Easy and good, I like this better than pumpkin pie.
8 eggs
1 (29-oz) can pumpkin
1 (14 oz) can Eagle Brand Sweetened Condensed Milk
2 teaspoons ground cinnamon 1 teaspoons ground ginger1/2 teaspoon each of ground cloves, ground mace, and ground nutmeg. (I leave out the mace)
1/4 teaspoon salt
1 teaspoon vanilla extract
Nut Topping
Preheat oven to 350 degrees. In large bowl or blender beat eggs, then add remaining ingredients. Except the stuff for the topping. And mix well. Pour into lightly greased 9-inch spring form pan.
Bake 55 to 60 minutes or until knife inserted near center comes out clean. Cool thoroughly, remove side of pan.
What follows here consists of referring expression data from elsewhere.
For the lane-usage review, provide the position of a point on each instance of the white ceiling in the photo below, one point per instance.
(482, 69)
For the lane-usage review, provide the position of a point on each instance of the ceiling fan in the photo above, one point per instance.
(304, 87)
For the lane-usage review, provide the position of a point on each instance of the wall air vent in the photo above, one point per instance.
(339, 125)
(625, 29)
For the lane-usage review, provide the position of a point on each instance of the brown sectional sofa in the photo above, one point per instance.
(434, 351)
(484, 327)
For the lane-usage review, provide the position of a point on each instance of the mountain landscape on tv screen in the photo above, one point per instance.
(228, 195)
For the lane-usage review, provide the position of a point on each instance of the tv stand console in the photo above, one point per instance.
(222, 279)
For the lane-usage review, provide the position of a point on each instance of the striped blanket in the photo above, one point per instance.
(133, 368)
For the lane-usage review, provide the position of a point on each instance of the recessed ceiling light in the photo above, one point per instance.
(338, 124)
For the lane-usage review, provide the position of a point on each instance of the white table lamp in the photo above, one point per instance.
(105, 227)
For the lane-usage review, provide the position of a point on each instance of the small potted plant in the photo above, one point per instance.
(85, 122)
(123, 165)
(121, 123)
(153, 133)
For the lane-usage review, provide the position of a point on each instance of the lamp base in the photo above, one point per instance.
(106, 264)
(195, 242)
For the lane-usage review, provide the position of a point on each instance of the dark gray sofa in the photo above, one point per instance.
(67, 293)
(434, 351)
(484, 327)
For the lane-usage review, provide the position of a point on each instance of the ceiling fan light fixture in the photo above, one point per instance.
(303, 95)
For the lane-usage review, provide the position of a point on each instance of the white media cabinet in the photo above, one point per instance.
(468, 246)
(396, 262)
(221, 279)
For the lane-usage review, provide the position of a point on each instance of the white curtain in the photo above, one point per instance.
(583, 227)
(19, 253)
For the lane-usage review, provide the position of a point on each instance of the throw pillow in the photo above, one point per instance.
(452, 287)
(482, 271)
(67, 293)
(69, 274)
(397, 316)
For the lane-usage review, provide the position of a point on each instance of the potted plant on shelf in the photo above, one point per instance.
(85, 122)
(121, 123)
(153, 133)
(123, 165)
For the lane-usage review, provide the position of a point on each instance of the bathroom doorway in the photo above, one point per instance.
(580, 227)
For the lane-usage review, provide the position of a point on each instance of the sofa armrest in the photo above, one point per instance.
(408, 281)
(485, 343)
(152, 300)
Spring with Nut Topping
Nut Topping - in heavy skillet, melt 2 tablespoons of butter or margarine, add 1/4 cup firmly packed brown sugar and 1 teaspoon vanilla extract plus a 3/4 cup of nuts. (I like walnuts) when brown sugar has melted pour over the top of the torte. Mix all ingredients together in a pan and cook until thick. Pour into bowl or pie filling and cool for several hours.
If you don't like nuts try a scoop of whip topping.